Despite the division of outcomes into nutritional composition or food and food groups in most articles, the results summary and evaluation allow a broad understanding of dietary habits. Likewise, the collection of information that characterizes an eating pattern (both the quantity and quality of food and the temporal distribution of eating across the 24 hours in a day) allows the adequate identification of risk behaviors and interventions that may modify them.

Concluding remarks

This was the first systematic review of literature to investigate the association between shift work and eating habits. Although quantitative differences in calorie intake are not influenced by work shift, the timing of meals consumed and the pattern of eating seem to be different in shift workers. Shift workers also have a higher consumption of foods rich in saturated fats and sugar. The alterations in sleep-wake cycles in addition to unhealthy food habits have a possible mediating role in the relation between shift work and chronic diseases.

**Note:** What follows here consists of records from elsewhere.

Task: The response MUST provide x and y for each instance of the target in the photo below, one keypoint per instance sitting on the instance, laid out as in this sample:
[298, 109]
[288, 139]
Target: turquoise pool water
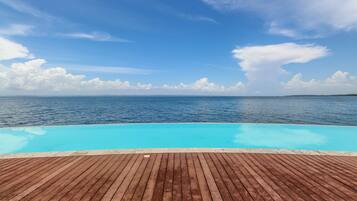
[129, 136]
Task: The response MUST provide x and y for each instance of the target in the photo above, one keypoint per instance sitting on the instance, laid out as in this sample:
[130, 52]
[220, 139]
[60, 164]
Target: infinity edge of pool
[151, 136]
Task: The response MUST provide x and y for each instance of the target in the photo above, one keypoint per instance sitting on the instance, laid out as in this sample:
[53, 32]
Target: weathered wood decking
[180, 176]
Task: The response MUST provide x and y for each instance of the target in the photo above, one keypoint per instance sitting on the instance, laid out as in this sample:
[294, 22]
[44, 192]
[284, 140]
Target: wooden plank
[118, 168]
[244, 177]
[177, 183]
[124, 186]
[195, 190]
[254, 179]
[282, 185]
[180, 176]
[301, 179]
[160, 180]
[129, 193]
[334, 168]
[90, 177]
[325, 180]
[56, 184]
[113, 188]
[233, 191]
[150, 187]
[45, 179]
[143, 183]
[34, 179]
[218, 180]
[6, 189]
[235, 180]
[216, 196]
[185, 177]
[202, 183]
[168, 184]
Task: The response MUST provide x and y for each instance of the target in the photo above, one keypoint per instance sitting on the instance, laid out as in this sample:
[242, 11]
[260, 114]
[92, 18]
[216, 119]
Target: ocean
[42, 111]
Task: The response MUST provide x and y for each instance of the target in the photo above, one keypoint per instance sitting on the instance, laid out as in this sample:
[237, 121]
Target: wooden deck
[180, 176]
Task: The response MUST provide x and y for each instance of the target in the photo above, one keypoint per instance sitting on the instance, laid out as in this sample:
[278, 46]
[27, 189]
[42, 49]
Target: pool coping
[175, 150]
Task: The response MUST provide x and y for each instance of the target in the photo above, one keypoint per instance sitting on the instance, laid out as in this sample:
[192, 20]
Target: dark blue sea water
[30, 111]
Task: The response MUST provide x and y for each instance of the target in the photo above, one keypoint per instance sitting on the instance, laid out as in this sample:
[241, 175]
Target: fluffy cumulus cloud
[298, 18]
[95, 36]
[263, 65]
[16, 29]
[204, 85]
[32, 78]
[11, 50]
[338, 83]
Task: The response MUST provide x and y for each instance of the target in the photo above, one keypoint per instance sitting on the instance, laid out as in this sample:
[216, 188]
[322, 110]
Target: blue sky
[218, 47]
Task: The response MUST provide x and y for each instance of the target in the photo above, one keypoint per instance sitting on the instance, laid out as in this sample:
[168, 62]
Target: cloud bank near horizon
[263, 66]
[297, 19]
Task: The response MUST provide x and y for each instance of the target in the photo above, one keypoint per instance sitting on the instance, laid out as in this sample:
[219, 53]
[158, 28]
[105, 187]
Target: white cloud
[204, 85]
[16, 29]
[198, 18]
[11, 50]
[32, 77]
[95, 36]
[110, 69]
[312, 17]
[263, 65]
[338, 83]
[25, 8]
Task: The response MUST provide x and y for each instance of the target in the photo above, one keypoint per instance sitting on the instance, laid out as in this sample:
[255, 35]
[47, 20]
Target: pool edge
[175, 150]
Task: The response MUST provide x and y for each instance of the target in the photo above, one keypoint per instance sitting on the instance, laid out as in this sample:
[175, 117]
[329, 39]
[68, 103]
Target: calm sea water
[32, 111]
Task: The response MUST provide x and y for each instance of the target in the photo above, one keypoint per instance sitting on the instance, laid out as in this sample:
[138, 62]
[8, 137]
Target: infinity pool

The results of this review highlight the need for attention to the quality of food these workers eat and the need for future specific studies regarding the association between shift work and eating habits. The methodology of these studies should consider the use of longitudinal designs, the statistical power and representativeness of the sample, objective methods for work shift measurement, the assessment of food habits based on different indicators (calories, nutrients, food and meal patterns) and the control of possible confounding factors, such as sleep characteristics, time of exposure to shift work and duration of the work shift. These studies are fundamental in proposing nutritional guidelines specific to the population of shift workers.

Ethics

The authors declare no conflicts of interest.